L'EBP c'est nouveau ?
La nouveauté ça déplait souvent. Mais la pratique basée sur les preuve (EBP : Evidence Based Practice) est-elle nouvelle ? En réalité pas tant que ça, le terme a été introduit en 1991 par Dr. Gordon Guyatt dans la littérature scientifique médicale (13). La médecine d'aujourd'hui a volonté de baser sa pratique sur les preuves scientifiques pour un meilleur soin des patients. La méthode scientifique est la manière la plus fiable aujourd'hui pour s'approcher de la réalité. Utiliser des méthodes statistiques avancées permet de conclure à des tendances et de les généraliser à une situation ou une population donnée.
La méthode scientifique nous permet de réduire au maximum le risque de biais qui est au contraire très présent lorsqu'on parle d'expérience personnelle (14).
Cette méthode est largement utilisée aujourd'hui en médecine car elle est le meilleur moyen de maximiser la sécurité des usagers.
Se dire Evidence Based ça signifie que notre pratique Repose sur les Preuves.
Si on retire les fondations d'une maison, elle s'écroule.
Si votre pratique peut tantôt se reposer sur des preuves et tantôt les ignorer, alors on peut en conclure qu'elle n'est pas Evidence Based.
Elle ne REPOSE donc pas sur les preuves. On peut tout au plus dire qu'elle s'en sert quand ça l'arrange.
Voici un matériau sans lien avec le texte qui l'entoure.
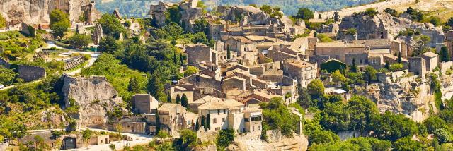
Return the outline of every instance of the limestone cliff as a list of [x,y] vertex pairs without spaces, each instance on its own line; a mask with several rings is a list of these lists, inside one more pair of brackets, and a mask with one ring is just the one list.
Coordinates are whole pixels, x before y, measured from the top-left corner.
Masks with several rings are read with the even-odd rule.
[[[64,107],[79,107],[77,113],[70,115],[78,119],[81,126],[105,125],[108,121],[108,111],[112,111],[115,107],[120,107],[122,103],[122,99],[117,97],[118,92],[105,77],[74,78],[66,76],[63,80],[62,92],[64,95]],[[71,104],[70,99],[74,99],[75,104]],[[127,111],[124,109],[122,111]]]
[[357,29],[359,39],[380,38],[375,35],[382,33],[386,35],[386,32],[388,32],[388,35],[384,37],[393,39],[400,31],[405,31],[407,28],[418,30],[421,34],[430,37],[432,47],[435,47],[437,43],[442,43],[445,38],[442,29],[431,23],[413,22],[407,18],[392,16],[385,12],[380,12],[374,16],[363,14],[347,16],[343,18],[339,27],[340,30]]
[[[273,132],[270,132],[273,131]],[[260,133],[239,135],[226,150],[306,150],[309,141],[304,135],[294,134],[293,138],[282,136],[278,131],[268,131],[269,143],[260,138]]]
[[24,22],[28,24],[48,23],[50,12],[59,9],[69,14],[71,23],[84,15],[96,19],[99,12],[90,0],[0,0],[0,13],[13,24]]
[[429,116],[430,109],[435,110],[434,96],[429,83],[415,81],[413,77],[405,78],[396,83],[369,85],[365,90],[357,87],[356,92],[376,102],[380,112],[402,114],[422,121]]

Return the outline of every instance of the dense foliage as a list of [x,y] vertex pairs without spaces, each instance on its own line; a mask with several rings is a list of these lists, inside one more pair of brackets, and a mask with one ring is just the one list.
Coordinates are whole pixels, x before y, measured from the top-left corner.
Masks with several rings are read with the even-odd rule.
[[[104,76],[113,85],[120,94],[120,97],[124,100],[128,101],[135,94],[134,92],[128,90],[129,81],[131,78],[137,79],[138,82],[139,92],[146,92],[147,79],[144,76],[146,73],[130,69],[127,66],[120,64],[120,61],[116,59],[113,55],[103,54],[101,55],[94,64],[81,71],[81,75]],[[128,102],[130,103],[130,102]],[[129,104],[131,105],[131,104]]]

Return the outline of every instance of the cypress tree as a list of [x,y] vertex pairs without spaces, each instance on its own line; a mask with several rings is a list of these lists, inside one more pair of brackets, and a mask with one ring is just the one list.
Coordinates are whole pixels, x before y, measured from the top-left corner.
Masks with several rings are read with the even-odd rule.
[[167,93],[167,102],[171,103],[171,95],[170,95],[170,92]]
[[351,68],[351,71],[352,71],[352,72],[356,73],[357,72],[357,65],[355,64],[355,59],[352,59],[352,68]]
[[195,123],[195,130],[196,131],[200,130],[200,125],[198,123],[198,120],[197,120],[197,123]]
[[176,95],[176,103],[180,104],[181,102],[181,97],[179,96],[179,94]]
[[210,114],[207,114],[207,118],[206,119],[206,128],[208,130],[211,129],[211,115],[210,115]]
[[390,70],[390,63],[389,61],[385,61],[385,68]]
[[181,54],[179,56],[180,56],[179,57],[179,60],[181,62],[181,66],[183,66],[183,64],[184,64],[184,59],[183,59],[183,54]]
[[226,49],[226,59],[231,59],[231,47],[228,47],[228,48]]
[[183,97],[181,97],[181,105],[187,109],[188,104],[189,100],[188,100],[187,96],[185,96],[185,94],[183,94]]
[[173,62],[175,63],[175,64],[178,64],[178,59],[176,58],[176,52],[173,52]]
[[201,116],[201,125],[205,128],[205,131],[207,131],[207,128],[206,128],[206,120],[205,120],[205,116]]
[[442,53],[442,61],[447,62],[450,61],[450,55],[448,53],[448,49],[445,47],[443,47],[440,49],[440,52]]

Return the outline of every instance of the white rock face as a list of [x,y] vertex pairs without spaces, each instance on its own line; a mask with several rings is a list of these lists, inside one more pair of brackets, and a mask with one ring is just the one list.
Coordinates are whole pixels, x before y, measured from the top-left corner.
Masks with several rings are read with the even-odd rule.
[[421,34],[431,37],[432,47],[435,47],[437,43],[442,43],[445,39],[441,28],[435,27],[431,23],[416,23],[407,18],[394,17],[385,12],[381,12],[373,17],[365,15],[347,16],[343,18],[339,26],[341,30],[357,29],[359,39],[378,30],[387,30],[390,34],[389,38],[393,40],[393,37],[396,36],[400,31],[406,31],[408,28],[419,30]]
[[403,81],[372,84],[367,86],[363,95],[376,102],[382,113],[389,111],[406,115],[415,121],[423,121],[429,116],[430,105],[437,111],[434,95],[430,91],[428,83]]
[[[103,126],[108,121],[108,111],[120,107],[122,99],[103,76],[90,78],[64,78],[64,106],[71,107],[69,99],[74,99],[80,108],[78,114],[71,115],[78,119],[80,126]],[[120,108],[122,110],[124,109]]]
[[8,21],[28,24],[49,23],[54,9],[69,14],[71,23],[87,10],[90,0],[0,0],[0,13]]

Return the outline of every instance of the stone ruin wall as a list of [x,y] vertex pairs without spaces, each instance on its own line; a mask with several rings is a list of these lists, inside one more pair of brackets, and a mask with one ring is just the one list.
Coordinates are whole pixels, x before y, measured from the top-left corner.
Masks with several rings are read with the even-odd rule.
[[[60,9],[69,14],[69,20],[74,23],[81,15],[86,15],[85,12],[90,11],[89,4],[90,0],[0,0],[0,13],[12,24],[20,22],[29,25],[47,24],[50,12]],[[93,19],[100,17],[96,13],[91,16]]]
[[46,75],[45,68],[39,66],[18,65],[17,72],[19,73],[19,78],[23,79],[25,82],[45,78]]

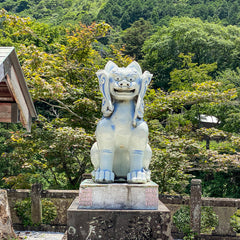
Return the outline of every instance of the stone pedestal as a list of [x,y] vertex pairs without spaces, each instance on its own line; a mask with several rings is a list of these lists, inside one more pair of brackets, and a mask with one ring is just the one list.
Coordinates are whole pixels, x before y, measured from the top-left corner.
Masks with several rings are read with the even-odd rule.
[[158,185],[154,182],[99,184],[86,179],[80,185],[79,208],[157,210]]
[[170,211],[158,200],[158,185],[80,185],[79,197],[67,212],[68,240],[171,239]]
[[68,240],[170,240],[170,211],[158,202],[157,210],[79,208],[76,198],[67,212]]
Pour pallier aux manques de la science, il est normal de composer avec sa propre expérience. Cela fait partie intégrante de la consultation. En revanche il faut mesurer la qualité de ces informations. Du fait de notre facilité à avoir des biais (14), il faudrait rester prudent et mesuré lorsqu'on s'appuie sur des connaissances issues de notre expérience.
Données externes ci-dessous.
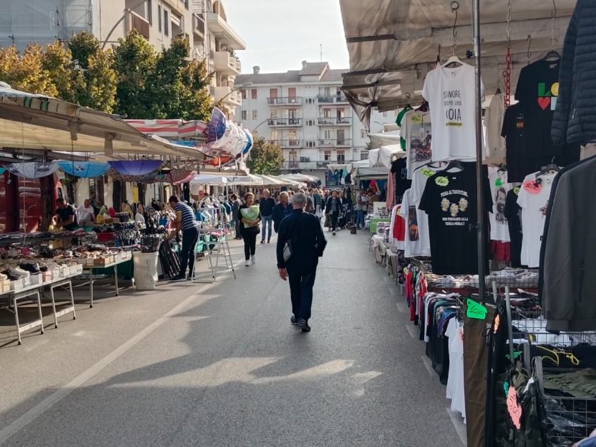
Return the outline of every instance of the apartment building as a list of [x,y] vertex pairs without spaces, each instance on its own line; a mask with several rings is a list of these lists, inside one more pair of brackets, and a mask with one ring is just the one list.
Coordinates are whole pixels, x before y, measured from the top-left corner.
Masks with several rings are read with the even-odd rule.
[[[308,172],[323,180],[330,164],[368,158],[368,130],[342,93],[342,73],[327,62],[302,62],[300,70],[236,79],[243,98],[237,121],[276,143],[285,172]],[[395,122],[396,112],[373,112],[371,132]]]
[[35,42],[45,45],[56,39],[67,41],[86,31],[110,45],[132,30],[144,36],[156,49],[167,48],[184,34],[189,57],[207,59],[215,74],[210,93],[234,119],[241,98],[234,91],[240,73],[235,51],[246,48],[227,23],[219,0],[0,0],[0,46],[14,44],[19,50]]

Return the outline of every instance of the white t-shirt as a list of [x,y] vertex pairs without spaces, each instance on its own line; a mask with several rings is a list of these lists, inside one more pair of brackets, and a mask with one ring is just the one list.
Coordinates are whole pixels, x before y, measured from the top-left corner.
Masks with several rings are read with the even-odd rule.
[[412,190],[403,193],[400,209],[401,216],[405,219],[405,237],[404,238],[404,256],[430,256],[430,234],[428,231],[428,216],[418,209],[412,201]]
[[81,205],[77,208],[76,213],[78,222],[92,222],[95,210],[94,210],[93,207],[85,208],[85,205]]
[[536,182],[536,175],[526,175],[520,188],[518,196],[518,204],[522,209],[522,265],[527,265],[535,268],[540,264],[540,246],[542,234],[544,230],[544,221],[546,218],[546,210],[548,207],[548,199],[550,196],[550,189],[552,187],[552,180],[556,174],[544,174],[541,175],[541,182],[539,191],[533,190],[532,185]]
[[505,139],[501,137],[505,115],[503,95],[497,94],[493,96],[484,113],[484,126],[487,128],[484,157],[494,163],[505,161]]
[[507,183],[507,172],[498,168],[489,168],[489,182],[491,184],[491,196],[493,198],[493,212],[489,213],[491,221],[491,240],[509,242],[509,227],[505,218],[505,201],[511,184]]
[[[426,75],[422,96],[430,107],[433,161],[475,159],[475,69],[468,64]],[[484,83],[481,90],[484,94]]]
[[410,110],[401,121],[399,136],[405,141],[407,178],[414,170],[430,161],[430,112]]

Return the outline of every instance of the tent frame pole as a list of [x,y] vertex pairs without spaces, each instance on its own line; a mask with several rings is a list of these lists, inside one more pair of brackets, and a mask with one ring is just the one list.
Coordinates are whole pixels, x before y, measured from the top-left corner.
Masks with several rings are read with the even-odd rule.
[[484,191],[482,168],[482,91],[480,73],[480,1],[472,1],[472,23],[473,27],[474,56],[475,58],[475,87],[476,87],[476,202],[477,204],[477,226],[476,231],[478,238],[478,295],[484,301],[486,293],[486,272],[484,259],[486,258],[486,245],[484,244]]

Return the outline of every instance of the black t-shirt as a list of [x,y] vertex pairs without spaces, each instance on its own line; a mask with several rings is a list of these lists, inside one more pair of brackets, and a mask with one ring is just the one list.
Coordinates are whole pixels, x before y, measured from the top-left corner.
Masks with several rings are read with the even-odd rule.
[[62,227],[64,229],[73,229],[77,227],[76,213],[75,212],[74,207],[71,204],[66,206],[64,209],[61,208],[56,209],[55,214],[58,214],[60,218],[60,222],[67,220],[70,216],[74,216],[74,220],[71,224]]
[[579,145],[555,146],[550,128],[559,96],[561,60],[541,59],[523,67],[516,89],[516,99],[525,107],[526,150],[538,167],[558,157],[557,164],[567,166],[579,159]]
[[403,193],[412,186],[412,180],[407,179],[405,157],[396,159],[391,164],[391,172],[395,174],[395,200],[398,201]]
[[[428,215],[432,272],[478,272],[475,164],[456,173],[437,173],[426,182],[419,208]],[[492,210],[488,177],[484,175],[484,209]],[[487,240],[488,242],[488,240]],[[488,270],[488,256],[485,265]]]
[[507,218],[509,228],[511,267],[520,268],[521,267],[522,245],[521,207],[518,204],[518,195],[516,194],[515,189],[511,189],[507,193],[504,213]]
Utiliser son propre savoir pour pratiquer nécessite en principe d'avoir au préalable recherché une information et d'avoir manqué à la trouver. En revanche, investiguer et trouver une information, puis chercher à tout prix à la réfuter car elle nous déplait n'est pas une réaction raisonnable. Une seule information contredisant notre expérience n'est peut-être pas suffisante pour changer notre opinion et cela semble normal. Dans cette situation, il faudrait plutôt l'implémenter à notre raisonnement et venir nuancer notre avis.
Des enseignements EBP
Dans les écoles, la formation en ostéopathie se tourne de plus en plus vers la Pratique Basée sur les Preuves (EBP). Et pour cause, les décrets de formations (8) sont écrits dans ce sens. S'il est possible aux ostéopathes d'utiliser la méthode scientifique pour apprendre l'anatomie, la physiologie et la sémiologie médicale ; si les principes fondateurs ne sont pas des dogmes et qu'ils peuvent être mis à jour :
Pourquoi serait il impossible pour eux de pratiquer majoritairement en accord avec les données de la science ?
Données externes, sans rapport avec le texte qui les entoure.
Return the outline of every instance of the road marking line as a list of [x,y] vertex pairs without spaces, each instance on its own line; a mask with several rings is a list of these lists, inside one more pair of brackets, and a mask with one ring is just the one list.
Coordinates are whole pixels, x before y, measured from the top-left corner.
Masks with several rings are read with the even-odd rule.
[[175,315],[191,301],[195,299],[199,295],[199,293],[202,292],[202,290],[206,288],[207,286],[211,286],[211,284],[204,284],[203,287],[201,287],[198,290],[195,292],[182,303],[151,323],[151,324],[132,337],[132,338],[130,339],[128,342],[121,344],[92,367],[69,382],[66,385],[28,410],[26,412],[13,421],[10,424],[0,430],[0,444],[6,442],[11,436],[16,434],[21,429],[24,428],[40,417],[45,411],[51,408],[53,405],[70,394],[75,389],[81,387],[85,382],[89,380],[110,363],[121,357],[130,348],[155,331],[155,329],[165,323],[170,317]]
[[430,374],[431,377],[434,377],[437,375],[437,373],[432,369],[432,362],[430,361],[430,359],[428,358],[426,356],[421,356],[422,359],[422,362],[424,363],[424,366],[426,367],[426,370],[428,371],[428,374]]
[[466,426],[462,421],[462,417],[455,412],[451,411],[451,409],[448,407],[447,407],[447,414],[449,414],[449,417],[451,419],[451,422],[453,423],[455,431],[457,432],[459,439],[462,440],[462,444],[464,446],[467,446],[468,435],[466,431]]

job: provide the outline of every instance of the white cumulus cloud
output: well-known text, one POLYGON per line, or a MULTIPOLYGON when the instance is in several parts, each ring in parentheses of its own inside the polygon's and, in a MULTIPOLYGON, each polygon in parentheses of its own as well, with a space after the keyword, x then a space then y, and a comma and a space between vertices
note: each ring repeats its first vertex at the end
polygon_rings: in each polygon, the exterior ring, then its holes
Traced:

Devrions nous changer de nom ?
Certaines personnes se demandent si nous devrions changer d'appellation. Nous avons vu qu'il était possible de changer de pratique et de pourtant garder le même nom. Même si garder ce nom semble possible, j'aimerai tout de même me demander si cela est souhaitable. Au lieu de conclure hâtivement il serait plus sage de peser le pour et le contre, les bénéfices et les risques.
Voici ma réflexion :
Pour/bénéfices | Contre/risques |
Montrer une scission pratique dogmatique/non dogmatique aux patients | Changement des repères des usagers/possible confusion |
Se démarquer, montrer son opposition aux collègues | Formalités administratives |
Pas de changement flagrant pour les usagers en pratique | |
Pour répondre à la question initiale :
C'est plutôt leur interprétation que les fondements en eux même qui me semble problématique,
Garder une pratique dogmatique c'est surtout faire courir des risques inutiles aux patients,
D'autres disciplines ont subit des changements en gardant le même nom,
Je considère que changer le nom de la profession ou de la pratique n'aurait pas grand intérêt,
Garder ce nom ne nous empêche foncièrement pas d'évoluer vers le mieux.
On peut donc probablement continuer d'appeler notre pratique de l'ostéopathie.
J'espère que cet article aura su éveiller ou nourrir une réflexion personnelle.
Merci de m'avoir lue. Prenez soin de vous.
Références :
Ostéopathie, Wikipédia : https://fr.wikipedia.org/wiki/Ost%C3%A9opathie
World Health Organization, « Benchmarks for training in traditional / complementary and alternative medicine : benchmarks for training in osteopathy »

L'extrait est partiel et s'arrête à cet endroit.